Cordova v. State Farm Ins. Companies, 96-15867

Decision Date08 September 1997
Docket NumberNo. 96-15867,96-15867
Citation124 F.3d 1145
Parties74 Fair Empl.Prac.Cas. (BNA) 1377, 71 Empl. Prac. Dec. P 44,991, 97 Cal. Daily Op. Serv. 7195, 97 Daily Journal D.A.R. 11,671 Denise CORDOVA, Plaintiff-Appellant, v. STATE FARM INSURANCE COMPANIES; State Farm International Services, Inc.; State Farm Mutual Automobile Insurance Company; State Farm Life Insurance Company; State Farm Fire and Casualty Company, Defendants-Appellees.
CourtU.S. Court of Appeals — Ninth Circuit

Richard Segerblom, Las Vegas, NV, for the plaintiff-appellant.

Carrie McCrea Hanlon, Thorndal, Backus, Armstrong & Balkenbush, Las Vegas, NV, for the defendants-appellees.

Appeal from the United States District Court for the District of Nevada; David Warner Hagen, District Judge, Presiding. D.C. No. CV-94-00972-DWH-RJJ.

Before HUG, Jr., Chief Judge, GOODWIN and HAWKINS, Circuit Judges.

MICHAEL DALY HAWKINS, Circuit Judge.

Denise Cordova ("Cordova"), a former claims representative for State Farm Insurance Company ("State Farm"), appeals the district court's summary judgment disposition of her Title VII action alleging she was denied a position as a State Farm trainee agent on account of her national origin and sex. We reverse.

I. STANDARD OF REVIEW

We review a district court's grant of summary judgment de novo. Bagdadi v. Nazar, 84 F.3d 1194, 1197 (9th Cir.1996). We must determine, viewing the evidence in the light most favorable to the nonmoving party, whether any genuine issues of material fact exist and whether the district court correctly applied the relevant substantive law. Id.

II. FACTS AND PROCEDURAL HISTORY

Denise Cordova, a Mexican-American woman, was employed as a claims representative off and on by State Farm for five years. After five years, she applied to become a State Farm trainee agent, a position in a two-year training program required to become a State Farm agent. 1

Agency Manager John Raker ("Raker") was responsible for selecting the trainee agent. After accepting numerous applications, he narrowed the field to four individuals--Brian LaBuff ("LaBuff"), a Native American male; Terry Carmona ("Carmona"), a white female; Art Davis, an Asian male, and Cordova. That the final four candidates were minorities or women was "by design," because State Farm required Raker to recruit "either a protected class, meaning females, or a minority."

Raker first offered the job to LaBuff, who turned it down, and then to Carmona, who accepted. Neither had worked for State Farm or had any specific experience in insurance. Raker told Cordova that he had selected LaBuff for the position because he had real estate sales experience. He admits telling Cordova at that time that she was the number two candidate in the selection pool, but claims he only said it to make her feel better, having previously decided that she was the third most qualified candidate.

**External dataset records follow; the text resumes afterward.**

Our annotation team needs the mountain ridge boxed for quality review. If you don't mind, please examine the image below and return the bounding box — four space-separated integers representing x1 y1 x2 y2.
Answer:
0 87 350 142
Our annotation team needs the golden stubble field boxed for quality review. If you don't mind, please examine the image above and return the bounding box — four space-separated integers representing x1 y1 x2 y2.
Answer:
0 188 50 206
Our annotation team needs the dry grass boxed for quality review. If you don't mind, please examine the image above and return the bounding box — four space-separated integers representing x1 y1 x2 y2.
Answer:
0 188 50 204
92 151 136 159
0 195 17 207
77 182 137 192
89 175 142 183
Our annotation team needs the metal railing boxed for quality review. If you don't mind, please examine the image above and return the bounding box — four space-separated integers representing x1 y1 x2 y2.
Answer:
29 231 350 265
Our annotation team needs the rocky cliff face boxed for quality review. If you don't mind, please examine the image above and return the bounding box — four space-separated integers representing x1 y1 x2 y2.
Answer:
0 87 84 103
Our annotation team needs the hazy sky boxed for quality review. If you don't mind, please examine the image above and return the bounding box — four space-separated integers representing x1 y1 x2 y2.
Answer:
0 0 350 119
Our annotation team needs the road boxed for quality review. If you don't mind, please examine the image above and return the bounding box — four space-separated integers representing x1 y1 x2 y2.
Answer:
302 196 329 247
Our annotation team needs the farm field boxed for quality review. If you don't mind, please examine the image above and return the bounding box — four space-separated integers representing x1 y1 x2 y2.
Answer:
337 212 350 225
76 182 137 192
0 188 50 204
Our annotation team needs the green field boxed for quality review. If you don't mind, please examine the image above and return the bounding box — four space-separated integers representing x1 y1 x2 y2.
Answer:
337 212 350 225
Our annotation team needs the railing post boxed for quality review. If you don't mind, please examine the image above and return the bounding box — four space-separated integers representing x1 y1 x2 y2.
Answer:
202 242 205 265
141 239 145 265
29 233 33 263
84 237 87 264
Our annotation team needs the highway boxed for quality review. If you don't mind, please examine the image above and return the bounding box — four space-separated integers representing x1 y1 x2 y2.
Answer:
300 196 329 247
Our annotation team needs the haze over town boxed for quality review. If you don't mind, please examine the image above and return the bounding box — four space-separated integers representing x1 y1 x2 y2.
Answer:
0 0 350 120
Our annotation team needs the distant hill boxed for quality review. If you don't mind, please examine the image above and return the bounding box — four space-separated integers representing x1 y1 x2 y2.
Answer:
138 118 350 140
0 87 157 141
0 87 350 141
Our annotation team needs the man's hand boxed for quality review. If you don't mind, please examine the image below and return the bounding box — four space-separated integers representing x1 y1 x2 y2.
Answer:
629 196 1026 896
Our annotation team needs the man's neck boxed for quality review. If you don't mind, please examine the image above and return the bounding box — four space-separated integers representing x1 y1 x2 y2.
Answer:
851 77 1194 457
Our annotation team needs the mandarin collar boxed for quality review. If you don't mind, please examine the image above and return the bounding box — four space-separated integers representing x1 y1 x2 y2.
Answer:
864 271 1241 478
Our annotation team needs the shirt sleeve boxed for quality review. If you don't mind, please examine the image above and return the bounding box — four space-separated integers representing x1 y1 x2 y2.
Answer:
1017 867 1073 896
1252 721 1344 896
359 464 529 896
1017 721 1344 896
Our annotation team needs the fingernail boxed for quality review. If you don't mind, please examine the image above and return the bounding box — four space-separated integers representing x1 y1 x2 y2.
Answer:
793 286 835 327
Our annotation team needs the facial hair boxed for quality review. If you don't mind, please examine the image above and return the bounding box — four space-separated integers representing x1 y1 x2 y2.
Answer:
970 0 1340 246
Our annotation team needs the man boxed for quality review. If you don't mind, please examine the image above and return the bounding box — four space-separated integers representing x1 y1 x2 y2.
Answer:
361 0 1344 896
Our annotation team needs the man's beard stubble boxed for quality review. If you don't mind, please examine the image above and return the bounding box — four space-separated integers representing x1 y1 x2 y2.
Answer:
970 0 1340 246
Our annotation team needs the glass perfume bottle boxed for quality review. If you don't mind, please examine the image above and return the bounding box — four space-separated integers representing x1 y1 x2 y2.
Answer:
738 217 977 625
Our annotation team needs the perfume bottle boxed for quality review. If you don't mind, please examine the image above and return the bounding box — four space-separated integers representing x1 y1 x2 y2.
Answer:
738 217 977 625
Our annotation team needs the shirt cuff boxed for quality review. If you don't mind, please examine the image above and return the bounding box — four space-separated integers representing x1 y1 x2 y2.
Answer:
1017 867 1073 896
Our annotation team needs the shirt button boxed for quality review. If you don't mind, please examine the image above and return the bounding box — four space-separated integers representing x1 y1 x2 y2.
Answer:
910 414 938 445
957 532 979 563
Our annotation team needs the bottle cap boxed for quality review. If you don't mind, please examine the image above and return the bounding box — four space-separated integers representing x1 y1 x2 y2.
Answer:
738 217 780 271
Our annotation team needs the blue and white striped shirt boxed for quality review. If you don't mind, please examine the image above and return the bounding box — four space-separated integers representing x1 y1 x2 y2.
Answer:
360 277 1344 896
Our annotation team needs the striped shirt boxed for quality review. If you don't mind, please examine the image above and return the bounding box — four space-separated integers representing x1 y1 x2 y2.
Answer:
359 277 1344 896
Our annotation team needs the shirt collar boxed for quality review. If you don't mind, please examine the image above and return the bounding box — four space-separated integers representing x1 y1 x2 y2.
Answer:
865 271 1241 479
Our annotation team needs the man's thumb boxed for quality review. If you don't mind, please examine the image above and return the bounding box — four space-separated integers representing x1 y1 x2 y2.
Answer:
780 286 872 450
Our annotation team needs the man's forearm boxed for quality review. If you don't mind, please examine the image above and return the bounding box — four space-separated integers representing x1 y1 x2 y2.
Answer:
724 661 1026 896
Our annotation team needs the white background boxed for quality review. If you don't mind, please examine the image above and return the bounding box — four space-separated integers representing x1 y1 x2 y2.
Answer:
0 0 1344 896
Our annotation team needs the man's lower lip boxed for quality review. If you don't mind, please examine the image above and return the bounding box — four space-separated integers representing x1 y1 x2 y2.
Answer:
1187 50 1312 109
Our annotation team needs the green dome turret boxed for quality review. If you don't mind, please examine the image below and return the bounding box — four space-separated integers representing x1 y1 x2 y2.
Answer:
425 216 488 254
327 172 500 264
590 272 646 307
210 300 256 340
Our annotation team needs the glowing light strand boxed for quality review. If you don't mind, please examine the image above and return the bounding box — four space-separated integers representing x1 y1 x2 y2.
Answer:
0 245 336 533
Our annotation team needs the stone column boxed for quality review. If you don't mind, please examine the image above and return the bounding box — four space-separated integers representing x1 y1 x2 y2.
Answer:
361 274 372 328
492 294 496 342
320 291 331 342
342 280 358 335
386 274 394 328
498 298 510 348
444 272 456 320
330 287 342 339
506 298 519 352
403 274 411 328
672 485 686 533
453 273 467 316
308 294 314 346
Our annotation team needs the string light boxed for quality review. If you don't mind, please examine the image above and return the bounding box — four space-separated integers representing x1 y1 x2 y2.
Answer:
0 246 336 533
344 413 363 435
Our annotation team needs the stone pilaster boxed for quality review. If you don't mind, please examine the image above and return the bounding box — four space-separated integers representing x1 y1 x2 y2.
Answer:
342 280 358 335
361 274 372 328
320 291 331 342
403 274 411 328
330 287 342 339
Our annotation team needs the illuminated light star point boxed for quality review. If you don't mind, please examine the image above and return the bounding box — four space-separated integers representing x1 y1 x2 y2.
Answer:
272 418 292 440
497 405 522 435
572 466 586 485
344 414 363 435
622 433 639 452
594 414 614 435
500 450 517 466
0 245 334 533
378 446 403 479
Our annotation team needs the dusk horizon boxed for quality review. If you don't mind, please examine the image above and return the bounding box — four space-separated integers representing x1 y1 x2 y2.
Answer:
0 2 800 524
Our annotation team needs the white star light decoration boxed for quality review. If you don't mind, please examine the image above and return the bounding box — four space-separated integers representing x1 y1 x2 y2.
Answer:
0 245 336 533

Subsequently, Cordova met with Vice President Gallagher to inquire why she was not hired. He informed her that State Farm had ultimately filled the position with a female who was a single mother and had worked her way through college.

Cordova then filed a Title VII 2 action against State Farm, claiming she was discriminated against on the basis of her sex and national origin. She contends that her insurance background should have made her the number one candidate. As support, she points to another agent who had no prior sales experience when he was hired and State Farm's policy since 1994 (after the hiring decision was made here) that "all State Farm agent trainees have to come from within State Farm."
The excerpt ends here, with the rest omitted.